Hayatın müfredatı değişmeden eğitim-öğretim müfredatı tek başına değişebilir mi? 

Değişse de bundan bir başarı hâsıl olması mümkün müdür? Söz konusu olan “eğitim” ise şayet her zaman bütüncül düşünmüşümdür. Okul ve hayat gibi ikileme çok prim vermediğim için sadece “sınıf” adı verilen dersliklerde öğrencilere aktarılan bilgi ve görgüye öyle büyük anlamlar da yüklememişimdir. Bir süredir eğitim gündemimizi meşgul eden “müfredat” konusuna da bu aralıktan bakıyorum.  Aile, toplum ve çevre şartlarından yalıtılmış bütün ağırlığın okula, ders kitabına ya da öğretmene yüklendiği bir ‘talim ve terbiye’ anlayışının her zaman akim kalmak gibi bir talihsizliği olduğunu bilmem söylemeye gerek var mıdır?  Müfredat değişiklikleri toplumun zihinsel ataletine, hantal ve sakil gidişatına karşı zamanlaması uygun olması şartıyla bir süre çare olabilir. Fakat asıl olan resmi dizgeden arınmış, özgür düşünceye açık nesiller yetiştirebilmek için hayatın bütün aksamını muhatap alınmasıdır. 

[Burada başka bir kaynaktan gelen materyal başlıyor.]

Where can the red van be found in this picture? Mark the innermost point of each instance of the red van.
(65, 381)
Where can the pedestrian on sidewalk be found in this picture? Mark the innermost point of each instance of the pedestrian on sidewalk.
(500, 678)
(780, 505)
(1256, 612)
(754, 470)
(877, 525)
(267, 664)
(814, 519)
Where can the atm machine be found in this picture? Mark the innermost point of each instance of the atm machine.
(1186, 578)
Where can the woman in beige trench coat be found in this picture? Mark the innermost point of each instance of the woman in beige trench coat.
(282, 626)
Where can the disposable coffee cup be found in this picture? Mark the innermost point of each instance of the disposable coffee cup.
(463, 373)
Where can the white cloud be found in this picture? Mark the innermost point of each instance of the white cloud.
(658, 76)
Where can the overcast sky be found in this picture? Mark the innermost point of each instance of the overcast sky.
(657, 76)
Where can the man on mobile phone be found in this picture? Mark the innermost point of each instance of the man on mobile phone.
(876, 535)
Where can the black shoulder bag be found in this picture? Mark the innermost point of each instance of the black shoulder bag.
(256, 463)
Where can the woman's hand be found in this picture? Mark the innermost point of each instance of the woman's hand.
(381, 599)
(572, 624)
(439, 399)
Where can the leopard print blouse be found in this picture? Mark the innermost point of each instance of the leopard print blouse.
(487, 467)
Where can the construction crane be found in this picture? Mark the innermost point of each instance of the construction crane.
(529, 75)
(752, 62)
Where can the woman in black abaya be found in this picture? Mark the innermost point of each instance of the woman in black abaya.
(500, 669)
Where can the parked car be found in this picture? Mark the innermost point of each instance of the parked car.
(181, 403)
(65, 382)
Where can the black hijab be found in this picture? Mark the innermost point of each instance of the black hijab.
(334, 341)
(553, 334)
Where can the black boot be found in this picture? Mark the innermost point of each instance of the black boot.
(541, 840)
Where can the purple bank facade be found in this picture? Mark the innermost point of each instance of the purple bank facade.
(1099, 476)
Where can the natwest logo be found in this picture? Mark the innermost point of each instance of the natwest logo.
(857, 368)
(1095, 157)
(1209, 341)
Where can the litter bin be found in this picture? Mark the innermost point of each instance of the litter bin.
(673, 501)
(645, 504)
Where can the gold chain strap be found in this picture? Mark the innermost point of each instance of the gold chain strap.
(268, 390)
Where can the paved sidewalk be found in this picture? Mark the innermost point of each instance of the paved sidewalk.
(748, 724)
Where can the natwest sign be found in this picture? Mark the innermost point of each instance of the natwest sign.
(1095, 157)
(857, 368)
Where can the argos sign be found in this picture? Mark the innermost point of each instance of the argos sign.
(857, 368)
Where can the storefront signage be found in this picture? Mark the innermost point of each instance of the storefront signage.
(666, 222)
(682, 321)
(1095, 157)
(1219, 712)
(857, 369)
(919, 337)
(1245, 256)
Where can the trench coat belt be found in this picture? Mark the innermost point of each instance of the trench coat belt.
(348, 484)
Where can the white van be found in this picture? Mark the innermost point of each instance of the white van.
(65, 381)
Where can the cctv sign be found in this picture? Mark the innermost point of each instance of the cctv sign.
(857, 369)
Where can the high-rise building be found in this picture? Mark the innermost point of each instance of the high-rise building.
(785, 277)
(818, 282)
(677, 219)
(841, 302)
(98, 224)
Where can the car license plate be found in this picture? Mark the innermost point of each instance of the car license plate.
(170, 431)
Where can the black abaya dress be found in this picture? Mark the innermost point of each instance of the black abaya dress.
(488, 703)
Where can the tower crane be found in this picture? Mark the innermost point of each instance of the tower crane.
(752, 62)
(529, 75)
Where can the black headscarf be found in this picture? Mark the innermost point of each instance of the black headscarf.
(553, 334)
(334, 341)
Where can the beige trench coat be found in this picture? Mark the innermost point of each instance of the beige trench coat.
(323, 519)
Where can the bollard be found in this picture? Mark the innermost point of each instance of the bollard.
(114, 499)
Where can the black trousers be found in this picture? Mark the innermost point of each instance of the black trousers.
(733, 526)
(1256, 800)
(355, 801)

Sözgelimi tarih alanında müfredat değişikliği yapılacaksa şayet bu değişimin sebepleri yerine konulan şeyin doğruluk gücü ile birlikte serdedilmelidir. Bunun yolu toplumsal konsensüstür ve tesisi de öyle kolay bir şey değildir.  Lakin empozeye dayalı ideolojik eğitimden kurtulmanın başkaca da bir yolu yoktur.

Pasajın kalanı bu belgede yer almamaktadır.